Emily Jane Fox: How did you each meet Jared Kushner?

Elizabeth Spiers: I actually met Jared Kushner two weeks after he bought the New York Observer. I had a Wall Street site called Dealbreaker, so Jared and I met to talk about a potential partnership. That conversation didn’t go anywhere. I didn’t talk to him again until he approached me about revamping the Observer’s website—that led to me being editor in chief of the paper. My first impression was that he gave me a big spiel about everything that was broken with media from a business perspective. Nothing he said was wildly off. He talked about a broken ad model. I think that was apparent to everyone who works in media. What I was struck by was how little he understood the sensibility of the paper. He told me a specific anecdote about wanting to do a competition with street musicians and declare who the winner would be. It’s the kind of story that would have been good for another publication, but it made me wonder if he had ever read the paper he bought. It raised some questions.

Tom McGeveran: I am the person he was complaining about to Elizabeth, who had to quash what he called the hobo fight of street musicians.

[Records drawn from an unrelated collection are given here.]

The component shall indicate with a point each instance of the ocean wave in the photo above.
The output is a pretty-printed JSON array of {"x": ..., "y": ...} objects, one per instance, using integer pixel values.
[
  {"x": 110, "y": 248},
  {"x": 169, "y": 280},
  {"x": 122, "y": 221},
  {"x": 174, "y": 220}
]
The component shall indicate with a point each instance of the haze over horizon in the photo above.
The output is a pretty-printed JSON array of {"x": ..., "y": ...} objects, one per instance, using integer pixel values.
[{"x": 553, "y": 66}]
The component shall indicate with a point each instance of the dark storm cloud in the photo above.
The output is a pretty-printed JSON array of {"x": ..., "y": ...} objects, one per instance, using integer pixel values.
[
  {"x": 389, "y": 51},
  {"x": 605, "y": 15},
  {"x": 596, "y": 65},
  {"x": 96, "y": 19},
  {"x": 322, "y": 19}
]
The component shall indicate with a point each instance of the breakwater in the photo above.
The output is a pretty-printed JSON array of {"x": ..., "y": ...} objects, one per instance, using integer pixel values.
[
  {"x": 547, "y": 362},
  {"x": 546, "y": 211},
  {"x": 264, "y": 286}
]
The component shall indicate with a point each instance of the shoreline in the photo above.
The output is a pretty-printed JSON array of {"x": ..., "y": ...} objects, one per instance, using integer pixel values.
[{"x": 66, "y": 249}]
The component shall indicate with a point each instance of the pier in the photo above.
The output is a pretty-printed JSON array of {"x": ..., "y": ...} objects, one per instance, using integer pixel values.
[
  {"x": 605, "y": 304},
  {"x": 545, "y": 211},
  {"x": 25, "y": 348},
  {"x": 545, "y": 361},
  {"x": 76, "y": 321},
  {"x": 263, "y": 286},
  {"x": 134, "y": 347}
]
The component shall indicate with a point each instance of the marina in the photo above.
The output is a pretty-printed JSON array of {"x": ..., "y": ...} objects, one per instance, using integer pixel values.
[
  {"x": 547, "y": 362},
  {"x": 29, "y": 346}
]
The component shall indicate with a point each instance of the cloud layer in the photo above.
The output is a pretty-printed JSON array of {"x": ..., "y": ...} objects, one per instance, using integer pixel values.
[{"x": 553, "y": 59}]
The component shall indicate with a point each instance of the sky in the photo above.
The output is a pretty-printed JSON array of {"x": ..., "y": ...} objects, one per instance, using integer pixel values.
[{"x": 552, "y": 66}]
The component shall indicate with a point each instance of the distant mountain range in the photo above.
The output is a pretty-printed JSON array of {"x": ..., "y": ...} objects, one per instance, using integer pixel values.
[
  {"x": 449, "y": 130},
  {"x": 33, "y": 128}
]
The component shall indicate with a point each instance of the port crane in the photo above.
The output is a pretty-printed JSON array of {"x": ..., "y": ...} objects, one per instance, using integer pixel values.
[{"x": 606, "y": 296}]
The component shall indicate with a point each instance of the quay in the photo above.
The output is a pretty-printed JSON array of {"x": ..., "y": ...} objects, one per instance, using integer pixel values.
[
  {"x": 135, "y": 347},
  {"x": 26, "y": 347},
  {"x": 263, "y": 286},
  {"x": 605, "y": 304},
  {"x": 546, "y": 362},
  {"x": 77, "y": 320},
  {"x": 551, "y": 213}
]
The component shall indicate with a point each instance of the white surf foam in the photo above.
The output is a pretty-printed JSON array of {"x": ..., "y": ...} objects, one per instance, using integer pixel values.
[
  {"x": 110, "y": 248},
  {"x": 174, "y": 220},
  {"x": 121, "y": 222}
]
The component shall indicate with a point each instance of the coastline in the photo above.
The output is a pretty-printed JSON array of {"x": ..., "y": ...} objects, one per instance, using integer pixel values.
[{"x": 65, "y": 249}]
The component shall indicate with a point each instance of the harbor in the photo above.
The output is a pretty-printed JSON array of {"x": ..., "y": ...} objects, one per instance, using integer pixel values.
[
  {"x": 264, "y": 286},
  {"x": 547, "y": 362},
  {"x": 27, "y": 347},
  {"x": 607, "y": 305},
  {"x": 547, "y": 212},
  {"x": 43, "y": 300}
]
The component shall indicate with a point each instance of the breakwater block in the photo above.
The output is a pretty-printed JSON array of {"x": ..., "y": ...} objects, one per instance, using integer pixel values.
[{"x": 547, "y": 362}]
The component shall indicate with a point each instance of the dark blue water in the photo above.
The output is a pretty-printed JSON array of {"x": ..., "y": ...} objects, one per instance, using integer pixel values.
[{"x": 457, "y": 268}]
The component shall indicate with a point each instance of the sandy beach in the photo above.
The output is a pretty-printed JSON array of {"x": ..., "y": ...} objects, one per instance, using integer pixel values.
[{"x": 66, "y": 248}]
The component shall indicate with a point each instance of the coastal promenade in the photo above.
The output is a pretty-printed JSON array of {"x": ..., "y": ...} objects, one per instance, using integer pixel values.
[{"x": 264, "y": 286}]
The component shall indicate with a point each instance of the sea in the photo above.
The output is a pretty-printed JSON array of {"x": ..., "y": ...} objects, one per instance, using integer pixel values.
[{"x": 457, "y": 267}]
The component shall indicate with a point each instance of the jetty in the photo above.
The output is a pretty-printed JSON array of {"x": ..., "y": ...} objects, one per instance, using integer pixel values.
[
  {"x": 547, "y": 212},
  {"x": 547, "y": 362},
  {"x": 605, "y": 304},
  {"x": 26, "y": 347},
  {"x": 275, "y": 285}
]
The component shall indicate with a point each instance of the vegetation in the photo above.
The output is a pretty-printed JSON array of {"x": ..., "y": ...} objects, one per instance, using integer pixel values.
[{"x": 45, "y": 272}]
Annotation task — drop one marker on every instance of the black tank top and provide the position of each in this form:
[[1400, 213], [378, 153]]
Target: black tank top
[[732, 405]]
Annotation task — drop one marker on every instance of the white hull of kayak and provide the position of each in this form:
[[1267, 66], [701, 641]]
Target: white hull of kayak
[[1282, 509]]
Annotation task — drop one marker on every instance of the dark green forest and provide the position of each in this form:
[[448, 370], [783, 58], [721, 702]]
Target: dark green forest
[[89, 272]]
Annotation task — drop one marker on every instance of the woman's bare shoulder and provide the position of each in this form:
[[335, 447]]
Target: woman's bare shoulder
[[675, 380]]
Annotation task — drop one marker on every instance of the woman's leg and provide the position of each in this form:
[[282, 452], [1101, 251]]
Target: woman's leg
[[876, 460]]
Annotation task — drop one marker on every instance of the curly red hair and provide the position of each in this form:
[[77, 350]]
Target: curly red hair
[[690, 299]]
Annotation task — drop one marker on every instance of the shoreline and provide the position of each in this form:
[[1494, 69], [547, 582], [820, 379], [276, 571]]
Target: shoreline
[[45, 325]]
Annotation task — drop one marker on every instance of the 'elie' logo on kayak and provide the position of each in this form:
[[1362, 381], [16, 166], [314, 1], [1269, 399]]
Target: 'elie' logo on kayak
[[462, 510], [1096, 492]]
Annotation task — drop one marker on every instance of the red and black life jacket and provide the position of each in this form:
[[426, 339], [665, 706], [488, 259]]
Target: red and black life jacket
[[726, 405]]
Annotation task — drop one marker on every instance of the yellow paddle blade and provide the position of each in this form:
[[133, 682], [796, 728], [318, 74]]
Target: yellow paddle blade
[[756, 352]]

When I first met Jared, I had an extremely positive impression. We’d been looking for a buyer of the Observer…There had been a few back-and-forths with different luminaries of different kinds. Then Jared Kushner appeared. It was sensitive because I had been writing a lot of stories about Charlie Kushner, his father, who’d been trying to get the chairmanship of the Port Authority. The first time I met him and shook his hand, he said something that struck me as sophisticated and surprised me, given what I’d heard about him at the time. He said, “Hey, listen. You might be the guy who cost my dad the Port Authority chairmanship,” sort of laughing, “but Howard Rubenstein always told us that you were fair, and I guess that’s the job.” I thought, Wow. Not all publishers are that sophisticated.

Michael Calderone: I was a reporter at the Observer. We were worried about the future of the paper. There was a particularly depressing editorial meeting where people who were interested in funding the paper had fallen through. It was really uncertain who was going to buy it. So my initial impressions were positive. Here was this rich kid, who was about the age of many people on staff, although in a very different place in terms of his wealth. He did say a lot of the right things early on…He seemed a fairly benign presence, at least in the beginning…. Obviously things started changing when Jared took more of an interest in how the paper looked, switching from a broadsheet to a tabloid, but at least, early on, it seemed not so problematic to have Jared as the owner. We were a very underpaid staff, and people were happy that Jared would buy us pizza every Tuesday night.

How did the newspaper change?

McGeveran: It wasn’t an antagonistic relationship, but it was like tennis between Peter Kaplan and Jared. We’d sit down and we’d say, “Oh, no, there’s an email from Jared” … We basically had to choose what we would do and not do. One thing I remember was a thing called “Celebrity Smackdown.” That was going to be a bracketology thing with New York socialites, where people voted. At the time there were society websites, and I think he was a little jealous of their currency among friends. I suggested that there was a website that was separate from the paper. I remember the night I spent 36 hours writing the bios of the people. It was a little bit soul-crushing, but doing that meant we could say no to other things, and we were trying to preserve our relationship with him. Also, the publisher has a right to say what kind of paper he wants. A sophisticated publisher doesn’t get in the way of the truth and the brand that he bought, and he needs advice from his editors and people on the ground. The negotiations got more frequent and recriminatory. The thing that always came through is that writers and reporters can’t do anything worthwhile in society but want the benefit of traveling in those circles. In a weird way, as much as it was about coverage, it was a little bit personal. You could see the seedlings of how his hatred of the media manifested itself. It turns out, in the hatred of the media he developed, in retrospect, it seems like we were naive not to understand his purchase of the paper was a way of getting his own against the people he thought had hurt his family.